Senator Webster - How do you emphasise that point?

Senator STEELE HALL - I emphasise it by directing any honourable senator who wishes to inquire to the South Australian Hansard in which he will find that the South Australian Premier has said quite clearly that they cannot have their jobs and remain in Adelaide. They are to be sent to Monarto.

Senator McLaren - Did you vote against the legislation?

Senator STEELE HALL - I have spoken quite clearly on the Monarto situation in South Australia. What Senator McLaren did not tell the House was that if you draw a 40 mile radius from Adelaide you will find that Monarto is the worst conceivable position you could find on any part of that rim, except for the more mountainous or obviously unsuitable areas geographically, on which to build a town. Of any area where a city can be put, Monarto is the worst on that radius. There is no dispute about that fact.

One of the people who worked on the report that went to the State Government told me that his view was that the Adelaide extension should have gone to the southern area in the Willunga district where there are some of the best living conditions that South Australia can produce. In that district there is a very large area of developmental land where there could be another successful satellite city. Monarto will develop into that most horrible of all types of cities- a dormitory area for which the Government will have to provide efficient transport across a mountain range so that people can work in Adelaide. The only alternative is to make Monarto attractive. We have heard already the proposition that it is to be laced with enormous ornamental lakes and that there is to be, from memory, a forest of 1 6 million trees. In other words the South Australian Government at this moment envisages doing at Monarto what has been done at Canberra without the more desirable climatic surroundings of Canberra and that is to create its own type of Lake Burley Griffin, its own $16m forest and its own attractions to get people to go to one of the most arid areas in the existing farming districts of South Australia.

Senator McLaren - Who said anything about $ 1 6m? You cannot verify that statement.

Senator STEELE HALL - I would like to ask Senator McLaren what he thinks it will ultimately cost for every dwelling to be placed in that situation, together with its support facilities. Think about the cost to the Housing Trust in South Australia. The report prepared by the consultants, not by Senator McLaren's Government, engaged to look at Monarto said that in effect it was the wrong place. Even the experts who have looked at the area have said that the situation is wrong.

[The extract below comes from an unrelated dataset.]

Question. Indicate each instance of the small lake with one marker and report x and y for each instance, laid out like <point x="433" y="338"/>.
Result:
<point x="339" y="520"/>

Senator Baume - It is a compelling document.

Senator STEELE HALL -They also said in that compelling document that the South Australian Housing Trust was an amazingly efficient organisation. It has been long recognised as the most efficient housing organisation in Australia. The economics of South Australian community housing will be reversed by loading that organisation with possibly three times the cost of housing by the time the cost of immense support facilities, beautification and the like at Monarto are added. This will completely upset the economics of providing housing for the growth which it is now desired to take outside Adelaide. No one quarrels with the contention that there must be alternative growth centres for Australia's capitals. But in choosing a new growth centre for South Australia's population at this stage of Adelaide's development the South Australian Government has selected the worst conceivable site available to it. No parrotting of the South Australian Government's defence of a quite unsupportable situation by Senator McLaren can make it any better.